FGFR1 gene analysis by FISH
FISH was performed on two cases which were positive for FGFR1 protein expression by immunohistochemistry but negative for FGFR1 gene amplification by SISH. One specimen had an average of 7 FGFR1 signals and 4 CEN8 signals per nucleus with a normal FGFR1/CEN8 ratio of 1.6. This specimen met our criteria for FGFR1 amplification due to polysomy. The other case was not amplified with a mean FGFR1 signal per nucleus of 2.1 and a FGFR1/CEN8 ratio of 1.1. Neither of those two cases had evidence of FGFR1 gene fusions based on the FISH assay.
Correlation between protein expression, mRNA expression, and gene amplification in the FGF ligand/receptor pathway
We used correlation analysis to compare protein expression (FGFR1, FGF2, and FGF9), mRNA expression (FGFR1, FGF2, and FGF9), and gene copy number (FGFR1) data from the SCLC patients (Table 1). Analysis of 75 specimens with complete data for FGFR1 protein, mRNA and gene amplification demonstrated significant correlations between FGFR1 protein and FGFR1 mRNA levels (p<0.0001), as well as between FGFR1 protein and FGFR1 gene amplification (p=0.03). Four of the 6 cases with FGFR1 amplification (66.7%) were also positive for FGFR1 protein expression. FGFR1 mRNA expression levels also correlated with FGF2 (p=0.01) and FGF9 (p=0.001) protein levels (Table 1).

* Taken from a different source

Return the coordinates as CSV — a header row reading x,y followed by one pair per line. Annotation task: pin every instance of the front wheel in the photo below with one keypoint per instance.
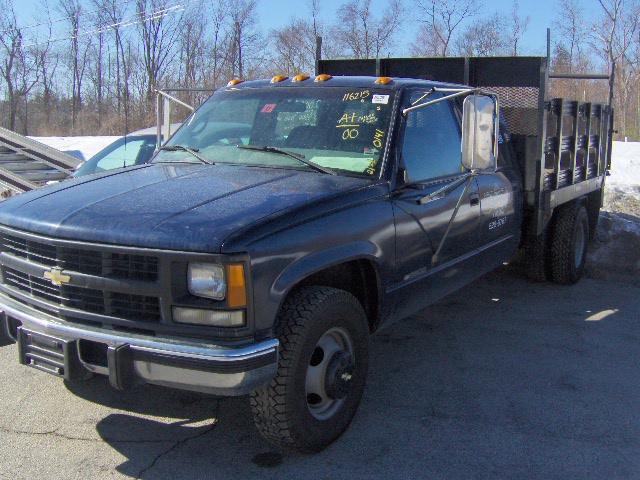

Overall, 17 of 75 of cases (22.7%) were positive for FGFR1 protein expression and/or mRNA expression and/or amplification (Table 2).
Table 2.
Gender | Age | Amplification Status by SISH | mRNA ISH score | H-score | Protein Expression | |
---|---|---|---|---|---|---|
1 | F | 43 | Amplified | 4 | 80 | Positive |
2 | F | 51 | Amplified | 4 | 285 | Positive |
3 | M | 62 | Amplified | 4 | 252 | Positive |
4 | F | 66 | Amplified | 4 | 60 | Positive |
5 | M | 64 | Not amplified* | 4 | 56 | Positive |
6 | M | 56 | Not amplified | 4 | 40 | Positive |
7 | M | 74 | Amplified | 0.5 | 0 | Negative |
8 | M | 59 | Amplified | No score | 0 | Negative |
9 | M | 55 | Not amplified | 3 | 0 | Negative |
10 | M | 70 | Not amplified | 4 | 0 | Negative |
11 | F | 65 | Not amplified | 3 | 0 | Negative |
12 | M | 54 | Not amplified | 3 | 0 | Negative |
13 | M | 51 | Not amplified | 3 | 0 | Negative |
14 | F | 69 | Not amplified | 3 | 0 | Negative |
15 | M | 67 | Not amplified | 3 | 0 | Negative |
16 | M | 56 | Not amplified | 3 | 0 | Negative |
17 | F | 69 | Not amplified | 3.5 | 5 | Negative |
NOTE: The positive cases were defined as cases with gene amplification and/or mRNA positivity and/or protein expression positivity. GCN: gene copy number.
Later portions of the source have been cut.